NIH funding provides crucial support for Vanderbilt’s researchers to advance the understanding of the underlying causes of and to develop new treatments for a diverse array of adult and childhood diseases and disorders that cost the U.S. economy more than $3 trillion each year.
Last year was historic in terms of VUSM’s receipt of competitively funded research support, including the largest single grant in Vanderbilt history — a $71.6 million, five-year award to support the Data Research and Support Center for the NIH’s Precision Medicine Initiative Cohort Program, now called the All of Us Research Program.
“This increase is the result of the relentless competitiveness of our faculty and reflects the high standards to which they hold themselves regarding the quality and integrity of their research. We are grateful to the NIH for the trust it places in Vanderbilt. Moving up two spots in overall funding is an enormous achievement and I want to congratulate everyone for this success,” said Jeff Balser, M.D., Ph.D., President and CEO of VUMC and Dean of VUSM.
“While the NIH continues to face a significant threat to its overall funding through recent proposals that would impact the federal budget, our faculty continue to make groundbreaking discoveries here each and every day.”
This year, four basic science research departments and six clinical departments are ranked among the nation’s top 10 in NIH funding relative to similar departments at peer institutions.
“NIH funding supports discovery across our campus.
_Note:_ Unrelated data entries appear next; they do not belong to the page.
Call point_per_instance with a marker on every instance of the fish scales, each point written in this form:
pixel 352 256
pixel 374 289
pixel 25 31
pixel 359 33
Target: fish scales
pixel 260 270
With this essential support, School of Medicine researchers join with their colleagues from the School of Engineering, the College of Arts and Science, Peabody College and the School of Nursing to bring their varied expertise to bear on society’s most pressing questions,” Provost and Vice Chancellor for Academic Affairs Susan Wente, Ph.D., said. “We believe the answers to those questions lie at the intersection of disciplines, and we greatly appreciate the NIH’s recognition of and investment in the University’s vision for trans-institutional research.”
Among VUSM’s basic science departments, Biochemistry ranks third; Cell and Developmental Biology, first; Molecular Physiology & Biophysics, third; and Pharmacology, sixth. Six clinical departments ranked among the top 10, including: Internal Medicine, third; Ophthalmology, ninth; Otolaryngology and Hearing & Speech Sciences, sixth; Pediatrics, fourth; Radiology & Radiologic Sciences, eighth; and Surgery, eighth.
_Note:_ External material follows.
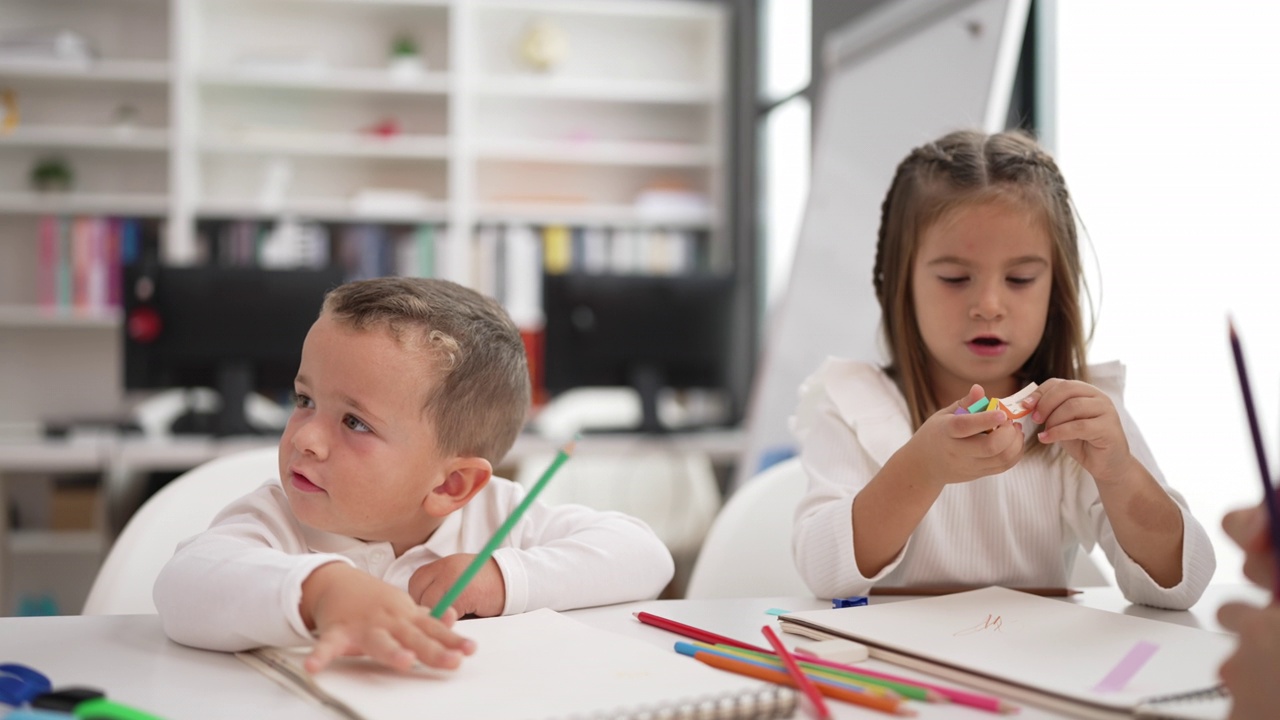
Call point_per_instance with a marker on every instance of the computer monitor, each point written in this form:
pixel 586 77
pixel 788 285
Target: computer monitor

“Our faculty have a long history of leadership in biomedical science and they are continuing their exciting, world-class research,” said Lawrence Marnett, Ph.D., University Professor of Biochemistry, Chemistry and Pharmacology, Mary Geddes Stahlman Professor of Cancer Research and dean of the basic sciences in the School of Medicine. “Their ability to compete for NIH funding in a very challenging environment is impressive and will enable them to continue making fundamental advances in our understanding of complex biological systems. The seamless transition between our basic and clinical departments ensures that these new discoveries will be translated into improving human health.”
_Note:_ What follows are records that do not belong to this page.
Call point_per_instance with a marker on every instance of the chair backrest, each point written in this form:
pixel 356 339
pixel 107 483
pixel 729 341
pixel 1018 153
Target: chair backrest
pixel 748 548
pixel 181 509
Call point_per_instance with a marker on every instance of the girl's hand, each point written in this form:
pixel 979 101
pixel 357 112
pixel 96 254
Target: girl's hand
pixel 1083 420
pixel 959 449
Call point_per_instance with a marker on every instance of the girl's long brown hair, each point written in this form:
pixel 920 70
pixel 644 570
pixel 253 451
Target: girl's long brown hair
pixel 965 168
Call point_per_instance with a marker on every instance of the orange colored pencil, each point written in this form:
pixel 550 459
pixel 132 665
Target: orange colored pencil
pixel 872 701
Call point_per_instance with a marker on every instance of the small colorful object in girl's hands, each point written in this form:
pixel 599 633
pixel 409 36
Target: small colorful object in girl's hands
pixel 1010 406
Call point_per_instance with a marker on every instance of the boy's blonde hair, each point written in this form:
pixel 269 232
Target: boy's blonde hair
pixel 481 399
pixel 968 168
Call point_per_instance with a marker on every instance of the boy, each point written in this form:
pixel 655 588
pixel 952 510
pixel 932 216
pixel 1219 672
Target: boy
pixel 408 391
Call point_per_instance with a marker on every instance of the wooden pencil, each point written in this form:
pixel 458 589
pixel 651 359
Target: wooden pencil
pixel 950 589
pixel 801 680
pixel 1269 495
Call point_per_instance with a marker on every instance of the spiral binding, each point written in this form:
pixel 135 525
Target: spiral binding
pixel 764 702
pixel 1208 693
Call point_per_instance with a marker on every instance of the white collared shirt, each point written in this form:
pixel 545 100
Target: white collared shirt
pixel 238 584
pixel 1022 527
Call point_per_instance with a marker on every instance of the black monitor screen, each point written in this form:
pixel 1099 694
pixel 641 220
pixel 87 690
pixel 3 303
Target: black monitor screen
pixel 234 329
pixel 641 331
Each institution’s funding data are compiled by the independent Blue Ridge Institute for Medical Research from figures available through the 2016 award files obtained from the Research Portfolio Online Reporting Tool (RePORT) from the NIH.
Figures include direct plus indirect costs but exclude research contracts and ARRA (stimulus) grants.
The National Institutes of Health is the world’s largest funding source for biomedical research. More than 80 percent of the NIH’s budget goes to support extramural funding for 325,000 research personnel at more than 3,000 universities and research institutions.